Last week, though, we took a step out of our wheelhouse and delved into national politics – specifically the race for the Democratic presidential nomination. But we still kept it local, going to a polling place in the area to seek out perspectives of voters from the community.
Our community has proven to lean decidedly to the left, with Democrats holding most of the elected offices – at the local, state and federal levels – that are charged with serving area citizens. So the focus of the story we published was the sentiment held by those local Democrats ahead of the March 3 primary, because they would be helping to decide which candidate faces President Donald Trump in the November election.
A sampling of those Democrats told me they preferred different candidates – Bernie Sanders, Amy Klobuchar, Pete Buttigieg and Joe Biden, who ended up winning Harris County and the Texas primary on Tuesday – and said their chief objective is making sure the Republican Trump is not reelected. So that’s what I reported.
A few days after story was published, I received an email from a man named Bill Newman that included the following: “I just can’t resist commenting on the fact that, in my opinion, the article is grossly slanted to the Left and that you obviously had your own agenda. I believe there were three small paragraphs tucked in towards the end of the article addressing a Republican opinion.”
Less than an hour later, I received another email from a man named Roy Newton. It said, “Greatly enjoyed your jocular, tongue in cheek article on local Dem’s aspirations. Your keen sense of humor put me in a better frame of mind. Please keep up the good work.”
So one reader thought I was biased toward Democrats, while another thought I was making fun of Democrats.

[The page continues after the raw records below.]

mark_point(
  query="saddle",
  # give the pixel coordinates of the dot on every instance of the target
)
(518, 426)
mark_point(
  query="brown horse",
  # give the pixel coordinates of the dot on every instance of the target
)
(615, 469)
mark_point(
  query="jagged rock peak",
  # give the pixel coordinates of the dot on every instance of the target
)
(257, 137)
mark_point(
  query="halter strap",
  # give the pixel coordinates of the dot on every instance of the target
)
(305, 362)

Which was it? The short answer is neither, and the long answer is that the truth generally lies somewhere in the middle.
While journalists have opinions and cast votes in elections just like other citizens, it’s our job – our duty, even – to be fair and objective when reporting the news and ascertaining and conveying the sentiments shared by the people we cover.
That’s what I did in this case, too, playing it as straight as I possibly could. Among the nine voters who revealed to me whether they were Democrats or Republicans, seven were in the Democratic camp. I still included the voice of a Republican, as Mr. Newman pointed out, in order to give the story a semblance of balance.
It’s also worth noting that if the incumbent in the White House were a Democrat, we likely would have run a story about the Republican primary and sought the opinions of conservatives in the area.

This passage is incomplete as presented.